Problem polega na tym, że nic nie wskazuje na to, by w kolejnych latach miałoby być lepiej. Nasze Orły do lat 21 wygrały z reprezentacją Malty U21 2-0. Pierwsza bramka wpadła w ... 85 minucie.
Tu trzeba człowieka młodego z charakterem i doświadczeniem reprezentacyjnym, mniej klubowym, nie mówię to o trenerze bardzo młodym lecz w wieku 40-45 lat. Fornalik ma doświadczenie, lecz wydaje mi się że brak mu takiej odwagi trenerskiej "Presja kibiców, pzpn: tego nie wiem, może właśnie tego się obawia.
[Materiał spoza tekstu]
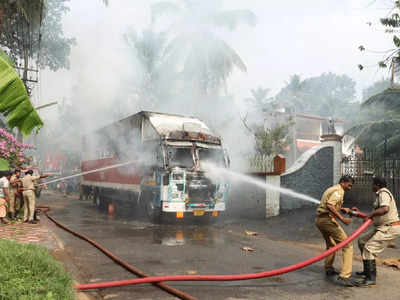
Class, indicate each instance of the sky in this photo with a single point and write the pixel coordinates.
(307, 37)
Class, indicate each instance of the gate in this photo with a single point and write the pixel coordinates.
(362, 167)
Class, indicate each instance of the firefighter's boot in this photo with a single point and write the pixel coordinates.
(363, 273)
(370, 276)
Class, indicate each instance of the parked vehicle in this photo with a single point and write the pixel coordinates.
(165, 172)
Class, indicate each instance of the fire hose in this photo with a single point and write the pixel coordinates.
(157, 279)
(168, 289)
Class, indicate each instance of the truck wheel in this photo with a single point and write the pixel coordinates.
(97, 200)
(153, 212)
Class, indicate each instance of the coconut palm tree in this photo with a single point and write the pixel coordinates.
(148, 48)
(14, 99)
(207, 59)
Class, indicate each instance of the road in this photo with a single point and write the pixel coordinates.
(195, 247)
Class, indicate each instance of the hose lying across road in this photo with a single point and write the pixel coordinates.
(163, 286)
(157, 280)
(287, 269)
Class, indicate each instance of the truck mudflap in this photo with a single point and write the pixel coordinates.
(195, 208)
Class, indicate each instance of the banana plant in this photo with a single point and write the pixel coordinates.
(14, 100)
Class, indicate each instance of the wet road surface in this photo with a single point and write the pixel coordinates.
(199, 248)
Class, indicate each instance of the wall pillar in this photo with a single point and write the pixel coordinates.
(335, 141)
(272, 197)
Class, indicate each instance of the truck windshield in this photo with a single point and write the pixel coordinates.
(213, 156)
(180, 157)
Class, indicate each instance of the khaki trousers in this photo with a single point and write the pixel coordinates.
(3, 207)
(333, 234)
(29, 205)
(374, 242)
(14, 201)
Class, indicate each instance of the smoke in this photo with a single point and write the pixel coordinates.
(113, 73)
(123, 63)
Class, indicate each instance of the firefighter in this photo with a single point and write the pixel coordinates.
(15, 197)
(386, 228)
(4, 198)
(328, 212)
(28, 194)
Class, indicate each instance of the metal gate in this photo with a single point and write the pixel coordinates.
(362, 167)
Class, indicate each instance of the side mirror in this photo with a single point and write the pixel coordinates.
(166, 179)
(227, 159)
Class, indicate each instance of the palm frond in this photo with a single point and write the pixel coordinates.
(232, 18)
(15, 103)
(389, 98)
(366, 128)
(392, 144)
(8, 59)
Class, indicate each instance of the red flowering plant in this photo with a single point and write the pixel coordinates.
(12, 151)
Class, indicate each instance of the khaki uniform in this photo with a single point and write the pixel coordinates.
(375, 241)
(332, 232)
(3, 207)
(3, 203)
(29, 196)
(13, 193)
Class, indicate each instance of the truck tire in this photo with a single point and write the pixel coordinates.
(152, 211)
(97, 200)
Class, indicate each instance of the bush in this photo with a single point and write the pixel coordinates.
(30, 272)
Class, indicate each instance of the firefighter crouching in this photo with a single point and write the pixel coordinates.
(386, 228)
(328, 212)
(28, 193)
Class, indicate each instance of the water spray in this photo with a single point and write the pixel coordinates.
(214, 169)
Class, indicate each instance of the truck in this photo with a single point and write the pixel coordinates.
(155, 162)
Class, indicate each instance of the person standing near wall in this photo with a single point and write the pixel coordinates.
(386, 228)
(4, 197)
(328, 212)
(15, 198)
(29, 195)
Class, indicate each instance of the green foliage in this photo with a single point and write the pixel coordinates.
(155, 82)
(329, 95)
(27, 19)
(30, 272)
(272, 141)
(55, 48)
(379, 119)
(375, 88)
(197, 54)
(15, 103)
(4, 165)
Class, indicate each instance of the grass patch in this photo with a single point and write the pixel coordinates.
(30, 272)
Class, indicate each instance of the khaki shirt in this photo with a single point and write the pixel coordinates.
(14, 187)
(27, 182)
(334, 196)
(385, 198)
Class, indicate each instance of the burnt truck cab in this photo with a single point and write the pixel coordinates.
(180, 183)
(169, 158)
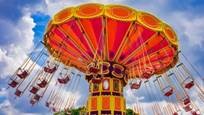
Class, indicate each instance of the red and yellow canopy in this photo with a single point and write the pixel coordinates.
(113, 33)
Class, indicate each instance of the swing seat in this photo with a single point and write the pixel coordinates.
(34, 90)
(96, 80)
(146, 75)
(13, 84)
(195, 112)
(168, 91)
(54, 109)
(63, 80)
(42, 84)
(175, 113)
(37, 97)
(22, 75)
(187, 108)
(50, 70)
(188, 83)
(32, 101)
(186, 101)
(47, 104)
(135, 85)
(93, 70)
(18, 93)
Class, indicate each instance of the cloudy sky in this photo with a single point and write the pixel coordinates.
(23, 23)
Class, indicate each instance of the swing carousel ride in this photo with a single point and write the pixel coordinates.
(112, 46)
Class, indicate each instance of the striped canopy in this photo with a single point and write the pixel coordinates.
(111, 33)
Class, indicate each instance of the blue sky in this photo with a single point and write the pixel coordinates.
(23, 23)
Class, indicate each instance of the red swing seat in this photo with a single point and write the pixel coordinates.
(32, 101)
(93, 70)
(96, 80)
(42, 84)
(186, 101)
(34, 90)
(50, 70)
(37, 97)
(188, 108)
(18, 93)
(148, 72)
(168, 91)
(54, 109)
(13, 84)
(195, 112)
(188, 83)
(47, 104)
(175, 113)
(135, 85)
(63, 80)
(23, 74)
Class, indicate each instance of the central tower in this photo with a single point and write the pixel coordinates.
(106, 89)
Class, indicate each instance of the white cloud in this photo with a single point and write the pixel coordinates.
(7, 108)
(19, 42)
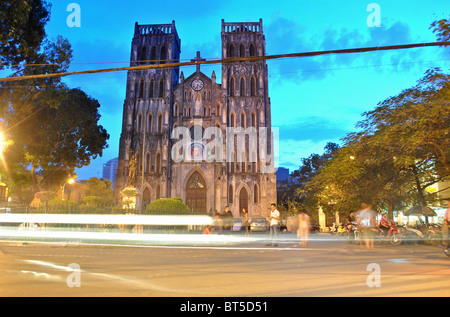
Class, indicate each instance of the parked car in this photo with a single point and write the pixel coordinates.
(259, 224)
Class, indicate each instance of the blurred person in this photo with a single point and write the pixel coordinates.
(227, 218)
(385, 224)
(445, 227)
(245, 221)
(218, 222)
(208, 230)
(351, 225)
(274, 221)
(367, 224)
(303, 228)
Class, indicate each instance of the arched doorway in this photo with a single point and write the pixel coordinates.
(196, 194)
(243, 200)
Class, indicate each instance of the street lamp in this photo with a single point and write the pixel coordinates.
(69, 181)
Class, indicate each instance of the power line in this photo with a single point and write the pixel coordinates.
(228, 60)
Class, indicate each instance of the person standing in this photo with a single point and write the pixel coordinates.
(274, 223)
(227, 220)
(367, 224)
(303, 228)
(245, 222)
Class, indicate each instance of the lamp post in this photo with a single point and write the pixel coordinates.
(69, 181)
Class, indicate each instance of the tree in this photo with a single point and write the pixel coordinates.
(100, 188)
(22, 30)
(402, 148)
(53, 129)
(291, 193)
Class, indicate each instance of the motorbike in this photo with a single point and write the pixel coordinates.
(393, 236)
(338, 229)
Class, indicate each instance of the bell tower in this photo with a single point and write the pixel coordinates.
(147, 112)
(245, 85)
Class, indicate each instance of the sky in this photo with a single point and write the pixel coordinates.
(314, 100)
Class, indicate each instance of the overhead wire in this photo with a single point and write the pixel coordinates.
(228, 60)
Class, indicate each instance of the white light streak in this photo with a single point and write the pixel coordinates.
(107, 219)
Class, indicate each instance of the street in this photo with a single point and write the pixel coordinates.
(325, 267)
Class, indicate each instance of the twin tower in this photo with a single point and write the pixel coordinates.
(194, 137)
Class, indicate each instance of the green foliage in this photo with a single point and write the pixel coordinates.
(98, 191)
(167, 206)
(21, 29)
(53, 129)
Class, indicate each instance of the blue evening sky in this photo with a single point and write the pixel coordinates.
(314, 100)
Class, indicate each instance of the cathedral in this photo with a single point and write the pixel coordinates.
(205, 139)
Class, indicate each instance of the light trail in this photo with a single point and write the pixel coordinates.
(96, 219)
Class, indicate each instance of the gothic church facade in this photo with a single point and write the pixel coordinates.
(163, 107)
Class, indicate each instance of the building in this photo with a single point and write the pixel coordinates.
(282, 174)
(193, 137)
(110, 169)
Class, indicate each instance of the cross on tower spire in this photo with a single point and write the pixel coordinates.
(198, 59)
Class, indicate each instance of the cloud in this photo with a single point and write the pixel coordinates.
(286, 36)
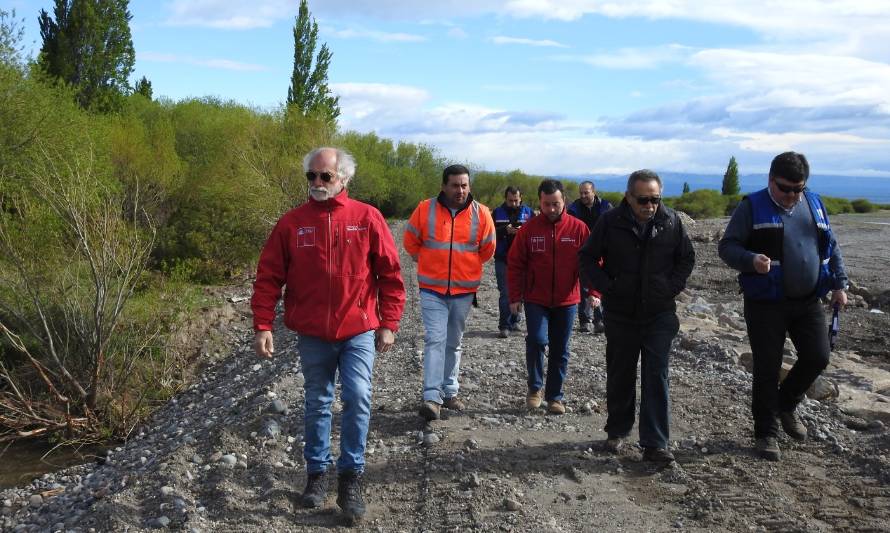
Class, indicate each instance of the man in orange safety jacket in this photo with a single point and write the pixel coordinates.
(450, 237)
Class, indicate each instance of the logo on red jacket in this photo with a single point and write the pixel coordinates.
(306, 237)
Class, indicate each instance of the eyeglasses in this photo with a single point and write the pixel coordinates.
(786, 189)
(325, 176)
(643, 200)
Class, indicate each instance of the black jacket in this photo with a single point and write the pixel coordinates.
(641, 272)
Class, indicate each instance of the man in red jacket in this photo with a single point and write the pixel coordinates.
(344, 298)
(542, 272)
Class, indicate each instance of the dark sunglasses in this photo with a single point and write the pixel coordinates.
(643, 200)
(786, 189)
(325, 176)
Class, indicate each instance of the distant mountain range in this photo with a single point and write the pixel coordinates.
(852, 187)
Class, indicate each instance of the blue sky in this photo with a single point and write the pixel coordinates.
(556, 86)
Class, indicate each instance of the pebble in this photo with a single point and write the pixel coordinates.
(278, 407)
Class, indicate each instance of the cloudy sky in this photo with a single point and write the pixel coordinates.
(556, 86)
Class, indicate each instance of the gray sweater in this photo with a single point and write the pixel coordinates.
(800, 261)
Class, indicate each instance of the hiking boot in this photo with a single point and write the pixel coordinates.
(768, 448)
(429, 410)
(316, 490)
(454, 403)
(615, 444)
(792, 425)
(349, 496)
(556, 407)
(534, 398)
(658, 455)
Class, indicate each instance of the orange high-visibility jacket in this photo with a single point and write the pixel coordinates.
(450, 250)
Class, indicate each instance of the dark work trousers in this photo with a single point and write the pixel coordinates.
(768, 322)
(629, 341)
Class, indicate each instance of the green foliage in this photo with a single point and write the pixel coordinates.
(861, 205)
(87, 44)
(308, 91)
(703, 203)
(731, 178)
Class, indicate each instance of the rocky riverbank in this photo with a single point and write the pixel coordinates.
(225, 455)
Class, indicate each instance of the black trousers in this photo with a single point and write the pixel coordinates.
(768, 323)
(648, 341)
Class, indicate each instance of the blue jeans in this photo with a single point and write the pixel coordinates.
(444, 321)
(506, 319)
(553, 326)
(648, 341)
(320, 361)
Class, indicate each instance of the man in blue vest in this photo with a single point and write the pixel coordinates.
(508, 217)
(588, 207)
(780, 241)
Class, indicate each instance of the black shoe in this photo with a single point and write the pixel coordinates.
(792, 425)
(658, 455)
(768, 448)
(316, 490)
(349, 496)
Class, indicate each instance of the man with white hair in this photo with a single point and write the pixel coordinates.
(344, 298)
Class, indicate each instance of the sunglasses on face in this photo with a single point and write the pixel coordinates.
(643, 200)
(325, 176)
(786, 189)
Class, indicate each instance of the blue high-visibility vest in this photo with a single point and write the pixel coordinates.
(767, 238)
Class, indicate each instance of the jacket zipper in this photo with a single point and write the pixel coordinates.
(450, 252)
(553, 270)
(330, 277)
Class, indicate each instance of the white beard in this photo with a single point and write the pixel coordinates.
(319, 195)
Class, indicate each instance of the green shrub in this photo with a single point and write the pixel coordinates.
(703, 203)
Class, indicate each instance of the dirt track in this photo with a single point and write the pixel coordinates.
(497, 466)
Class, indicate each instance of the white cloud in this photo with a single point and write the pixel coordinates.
(500, 39)
(633, 58)
(223, 64)
(229, 14)
(380, 36)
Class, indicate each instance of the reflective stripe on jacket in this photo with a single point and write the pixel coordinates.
(767, 238)
(341, 267)
(450, 250)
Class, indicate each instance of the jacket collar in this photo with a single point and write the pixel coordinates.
(441, 200)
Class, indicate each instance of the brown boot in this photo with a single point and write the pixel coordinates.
(454, 403)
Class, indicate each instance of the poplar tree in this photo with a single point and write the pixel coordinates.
(308, 92)
(731, 178)
(87, 44)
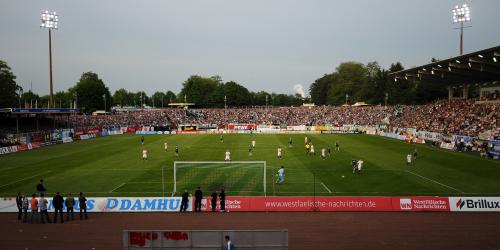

problem w tym, że to nie jest jeden mecz, tylko kilka. Fornalik to marny trener, który się wypromował w słabej polskiej lidze. Co więcej nie wygrał nawet mistrzostwa. Nie ma doświadczenia jako piłkarz reprezentacji, ani nawet jako asystent trenera reprezentacji. Po prostu porażka. Zmiany w ostatnim meczu też nie zachwycają... na drużynę, która się przede wszystkim broni puszcza Koseckiego, który jest piłkarzem który nadaje się do gry z kontry, a nie do kombinacyjnej. Albo puszczenie napastnika, kiedy problemem z utrzymaniem się w środku boiska, a nie z wykończeniem akcji (mówię oczywiście o 2 połowie, bo w pierwszej rzeczywiście był problem z wykończeniem akcji). Na środku obrony stawia na piłkarza, który w swoim klubie gra na lewej obronie (Komorowski), a tego co gra w klubie na środku obrony stawia na prawej stronie (Jędrzejczyk). Na dodatek wystawia piłkarza, który nie gra w swoim klubie (Salomon), ale w tym przypadku mu się udało. To, że piłkarze tak często holowali piłkę wynikało z braku zgrania, albo po prostu braku zrozumienia dla taktyki trenera (albo niedostosowaniu taktyki przez trenera do umiejętności piłkarzy).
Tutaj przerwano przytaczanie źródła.